Le débat sur la légalisation de la culture du cannabis pour des usages textiles (chanvre) et pharmaceutiques a été lancé par des acteurs associatifs, puis repris par des partis politiques. Le projet de légalisation n’émane pas des acteurs locaux. Les paysans y sont opposés ou s’interrogent sur ses enjeux. Par exemple, ils craignent qu’après avoir été sous l’emprise des trafiquants, ils soient désormais sous celle des lobbies pharmaceutiques, ou que la légalisation profite à d’autres régions agricoles où il y a moins de problème d’eau, où les terrains sont plus fertiles et moins accidentés.
Quoi qu’il en soit, le fait que les Marocains discutent de l’avenir du cannabis dans le pays est une très bonne chose, à la condition que les personnes les plus concernées – paysans, consommateurs – soient au cœur des débats. Le fait que la plupart des acteurs soient considérés comme des « illégaux » complique cet accès à la négociation.

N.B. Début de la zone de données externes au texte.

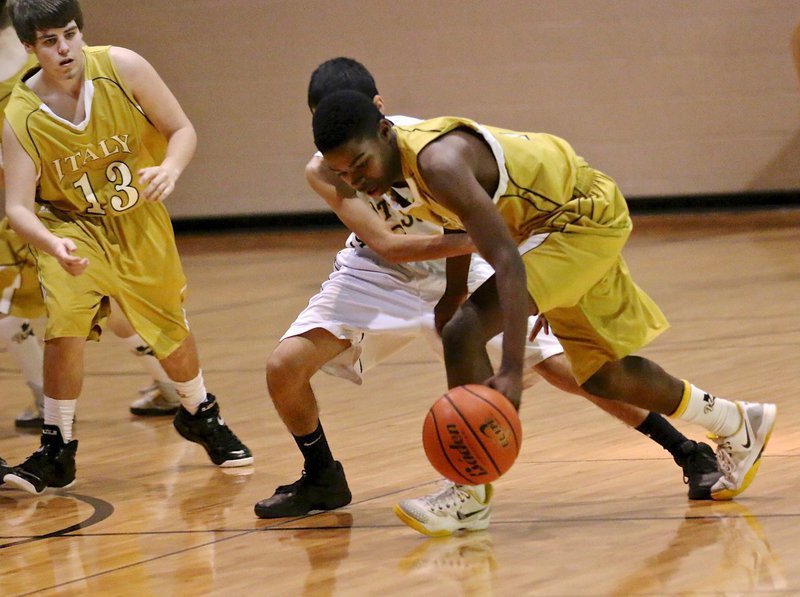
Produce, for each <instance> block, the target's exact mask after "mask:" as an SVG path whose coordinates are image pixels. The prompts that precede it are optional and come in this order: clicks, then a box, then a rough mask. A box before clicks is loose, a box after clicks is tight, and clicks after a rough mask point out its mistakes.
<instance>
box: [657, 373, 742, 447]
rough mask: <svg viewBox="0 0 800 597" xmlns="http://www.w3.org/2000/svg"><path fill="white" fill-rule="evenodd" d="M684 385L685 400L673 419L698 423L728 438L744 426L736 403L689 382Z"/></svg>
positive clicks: (680, 406) (681, 399)
mask: <svg viewBox="0 0 800 597" xmlns="http://www.w3.org/2000/svg"><path fill="white" fill-rule="evenodd" d="M683 383H684V384H685V386H684V391H683V398H682V399H681V403H680V405H679V406H678V409H677V410H676V411H675V412H674V413H672V415H670V416H671V417H673V418H676V419H680V420H681V421H690V422H692V423H697V424H698V425H701V426H703V427H705V428H706V429H708V430H709V431H710V432H711V433H714V434H716V435H718V436H720V437H727V436H729V435H733V434H734V433H736V431H738V429H739V427H741V424H742V415H741V413H740V412H739V409H738V408H737V407H736V403H735V402H731V401H730V400H726V399H725V398H719V397H717V396H714V395H712V394H709V393H708V392H704V391H703V390H701V389H700V388H697V387H695V386H693V385H692V384H690V383H689V382H688V381H684V382H683Z"/></svg>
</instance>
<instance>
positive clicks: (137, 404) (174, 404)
mask: <svg viewBox="0 0 800 597" xmlns="http://www.w3.org/2000/svg"><path fill="white" fill-rule="evenodd" d="M35 65H36V57H35V56H34V55H32V54H29V53H28V52H26V51H25V46H23V45H22V43H20V41H19V38H18V37H17V34H16V32H15V31H14V28H13V27H12V26H11V20H10V18H9V15H8V3H7V2H6V1H5V0H0V114H2V113H3V112H5V109H6V105H7V104H8V100H9V99H10V98H11V92H12V91H13V89H14V86H15V85H16V84H17V82H18V81H19V79H20V78H21V77H22V75H23V74H25V73H26V72H27V71H29V70H30V69H31V68H33V67H34V66H35ZM2 179H3V169H2V154H0V187H3V186H4V185H3V183H2ZM0 212H2V214H3V215H5V210H4V209H2V210H0ZM44 316H45V308H44V301H43V299H42V293H41V290H40V289H39V278H38V275H37V273H36V264H35V262H34V259H33V256H32V255H31V253H30V250H29V248H28V246H27V245H26V244H25V243H24V242H22V240H21V239H20V238H19V236H18V235H17V234H16V233H15V232H14V231H13V230H11V228H10V227H9V226H8V220H7V219H6V218H5V217H3V219H2V220H0V344H2V345H4V346H5V348H6V350H7V351H8V353H9V354H10V355H11V356H12V357H13V358H14V360H15V361H16V363H17V365H18V366H19V368H20V370H21V371H22V373H23V375H24V377H25V381H26V382H27V385H28V387H29V388H30V390H31V393H32V394H33V400H32V401H31V403H30V405H29V406H28V407H27V408H25V410H23V411H22V412H21V413H19V414H18V415H17V416H16V418H15V419H14V425H15V426H16V427H18V428H41V426H42V423H43V418H44V415H43V410H44V393H43V390H42V360H43V355H42V348H41V346H40V343H39V340H38V338H37V337H36V336H35V335H34V331H33V327H32V325H31V321H30V320H31V319H35V318H39V317H44ZM108 325H109V328H110V329H111V330H112V331H113V332H114V334H115V335H117V336H118V337H119V338H120V339H121V340H122V341H123V342H124V343H125V345H126V346H127V347H129V348H130V350H131V352H132V353H133V354H134V355H136V357H137V361H138V362H139V363H140V364H141V365H142V366H143V368H144V369H145V370H146V372H147V373H148V374H150V375H151V376H152V382H151V385H150V386H149V387H148V388H147V389H144V390H141V391H140V394H141V396H140V397H139V398H138V399H137V400H136V401H134V402H133V404H131V405H130V412H131V413H133V414H136V415H140V416H159V415H166V414H173V415H174V414H175V412H177V410H178V408H179V407H180V401H179V399H178V397H177V394H176V393H175V390H174V388H173V387H172V383H171V382H169V378H168V377H167V375H166V374H165V373H164V370H163V369H162V368H161V366H160V365H159V364H158V361H157V360H156V359H155V358H154V357H153V356H151V353H152V351H151V350H150V347H149V346H147V345H146V344H145V343H144V341H143V340H142V339H141V338H139V336H138V335H137V334H136V332H135V331H134V330H133V328H131V326H130V324H129V323H128V321H127V320H126V319H125V318H124V317H123V316H122V315H120V314H119V312H118V311H117V310H112V313H111V316H110V318H109V322H108ZM1 480H2V478H1V477H0V481H1Z"/></svg>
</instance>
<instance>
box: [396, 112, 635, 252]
mask: <svg viewBox="0 0 800 597" xmlns="http://www.w3.org/2000/svg"><path fill="white" fill-rule="evenodd" d="M459 128H467V129H470V130H472V131H475V132H476V133H477V134H478V135H479V136H481V137H482V138H483V139H484V140H485V141H486V143H487V144H488V145H489V147H490V148H491V150H492V153H493V154H494V157H495V160H496V161H497V166H498V169H499V174H500V178H499V184H498V186H497V189H496V192H495V193H494V196H493V197H492V200H493V201H494V203H495V205H496V206H497V209H498V210H499V211H500V214H501V215H502V216H503V219H504V220H505V221H506V224H507V225H508V227H509V230H510V232H511V235H512V237H514V239H515V240H516V241H517V242H518V243H519V242H521V241H523V240H524V239H526V238H528V237H530V236H531V235H533V234H537V233H543V232H556V231H559V232H563V231H570V232H580V231H581V229H582V228H590V229H591V230H592V232H594V233H597V232H599V231H600V230H601V229H602V228H626V227H629V226H630V219H629V217H628V208H627V206H626V204H625V201H624V199H622V196H621V195H617V196H611V197H603V196H598V195H595V194H592V193H590V192H589V191H590V187H591V185H592V181H593V179H594V174H595V171H594V170H592V169H591V168H590V167H589V166H588V165H587V164H586V162H585V160H584V159H583V158H581V157H579V156H578V155H576V154H575V151H574V150H573V149H572V147H571V146H570V145H569V143H567V142H566V141H564V140H563V139H560V138H558V137H556V136H554V135H548V134H545V133H523V132H517V131H512V130H507V129H502V128H497V127H491V126H485V125H480V124H478V123H476V122H474V121H472V120H469V119H466V118H455V117H449V116H446V117H442V118H434V119H432V120H426V121H424V122H421V123H418V124H414V125H410V126H396V127H394V130H395V131H396V133H397V144H398V148H399V150H400V153H401V157H402V165H403V176H404V178H405V179H406V182H407V183H408V185H409V187H410V188H411V191H412V194H413V195H414V203H413V205H412V206H411V207H409V208H408V209H407V211H408V212H409V213H411V214H413V215H415V216H417V217H419V218H422V219H425V220H429V221H432V222H435V223H438V224H439V225H441V226H443V227H445V228H451V229H463V225H462V224H461V222H460V221H459V219H458V217H457V216H456V214H454V213H453V212H451V211H449V210H448V209H446V208H445V207H443V206H441V205H439V204H438V203H437V202H436V201H435V199H434V198H433V196H432V194H431V192H430V190H429V189H428V187H427V185H426V184H425V181H424V180H423V178H422V176H421V174H420V171H419V166H418V163H417V157H418V155H419V153H420V151H422V149H423V148H425V147H426V146H427V145H428V144H429V143H431V142H432V141H434V140H436V139H438V138H439V137H441V136H443V135H445V134H447V133H449V132H451V131H454V130H456V129H459ZM601 233H602V232H601Z"/></svg>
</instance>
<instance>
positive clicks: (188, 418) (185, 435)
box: [172, 394, 253, 466]
mask: <svg viewBox="0 0 800 597" xmlns="http://www.w3.org/2000/svg"><path fill="white" fill-rule="evenodd" d="M172 425H173V426H174V427H175V429H176V430H177V432H178V433H180V434H181V436H182V437H183V438H184V439H188V440H189V441H190V442H194V443H196V444H200V445H201V446H203V447H204V448H205V449H206V452H208V456H209V457H210V458H211V462H213V463H214V464H216V465H217V466H247V465H248V464H252V463H253V454H252V453H251V452H250V450H249V449H248V447H247V446H245V445H244V444H243V443H242V442H241V440H240V439H239V438H238V437H236V435H235V434H234V433H233V431H231V430H230V428H229V427H228V426H227V425H226V424H225V421H223V420H222V417H221V416H220V415H219V405H218V404H217V399H216V398H214V395H213V394H208V395H207V396H206V399H205V400H204V401H203V403H202V404H201V405H200V408H198V409H197V413H195V414H193V415H192V414H189V411H188V410H186V409H185V408H183V406H181V408H180V409H179V410H178V412H177V414H176V415H175V418H174V419H173V420H172Z"/></svg>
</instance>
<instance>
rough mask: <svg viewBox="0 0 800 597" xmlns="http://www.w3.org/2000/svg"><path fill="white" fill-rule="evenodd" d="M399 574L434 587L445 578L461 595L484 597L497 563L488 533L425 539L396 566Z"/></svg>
mask: <svg viewBox="0 0 800 597" xmlns="http://www.w3.org/2000/svg"><path fill="white" fill-rule="evenodd" d="M398 567H399V568H400V571H401V572H403V573H405V574H409V575H414V576H430V577H431V578H433V579H435V580H436V582H437V584H438V583H440V582H441V581H442V580H443V579H445V578H448V579H450V580H452V581H455V582H456V583H457V584H458V585H459V587H460V589H461V591H462V592H463V594H465V595H476V594H477V595H487V594H491V592H492V579H493V573H494V570H495V569H496V568H497V562H496V560H495V556H494V543H493V541H492V536H491V534H490V533H489V532H488V531H483V532H476V533H467V534H464V535H456V536H452V537H439V538H432V539H425V540H424V541H422V542H421V543H420V544H419V545H418V546H416V547H415V548H414V549H413V550H411V551H410V552H409V553H407V554H406V555H405V556H404V557H403V558H402V559H401V560H400V562H399V564H398Z"/></svg>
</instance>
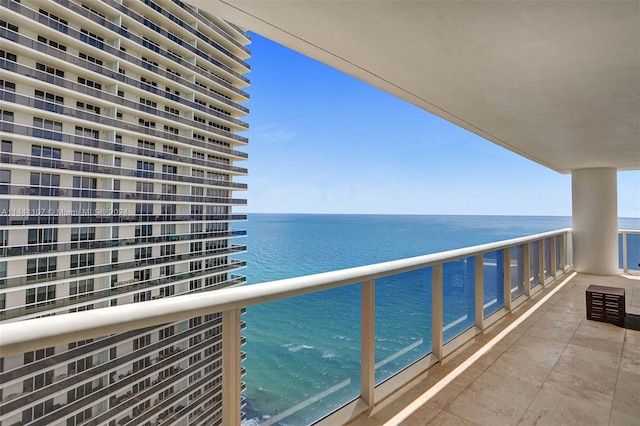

Quelle est la stratégie adoptée jusqu’ici par les autorités vis-à-vis de ce phénomène ?
Avant 2001, tous les projets de cultures alternatives au cannabis financés par l’UE ont échoué. Globalement de 2003 à 2011 (date des « printemps arabes »), la stratégie a été l’éradication et la limitation des surfaces cultivées autour du centre historique. Depuis quelques années, les autorités se sont concentrées sur la répression du trafic au-delà de l’espace de culture de cannabis et les saisies se sont multipliées. En matière de développement, des projets de décloisonnement des routes communales ont été réalisés sans réelles retombées. Malheureusement, les grands projets de développement dans les provinces situées autour des espaces de culture ne semblent pas profiter aux cultivateurs et ces espaces restent encore marginalisés et sous-développés.
Les autorités marocaines sont dans la protection du territoire contre la menace terroriste. Comment expliquez-vous qu’elles ne parviennent pas à faire face à ce trafic ?
Mais les autorités marocaines sont efficaces dans le Rif ! Pourquoi pensez-vous qu’il n’y a pas de violences et de conflits liés à la drogue ? Et puis, on ne réprime pas le trafic lié à une activité traditionnelle ancestrale, comme on réprimerait des filières terroristes. Malgré l’internationalisation des échanges du cannabis, cette économie est restée profondément ancrée dans le local, avec un savoir, des acteurs, des conventions qui lient le pouvoir aux cultivateurs. Grâce au contrôle des autorités, la formation des réseaux de commercialisation n’a pas abouti à des réseaux menaçant la sécurité de l’Etat et il n’y a pas de conflit majeur dans le Rif à ce jour.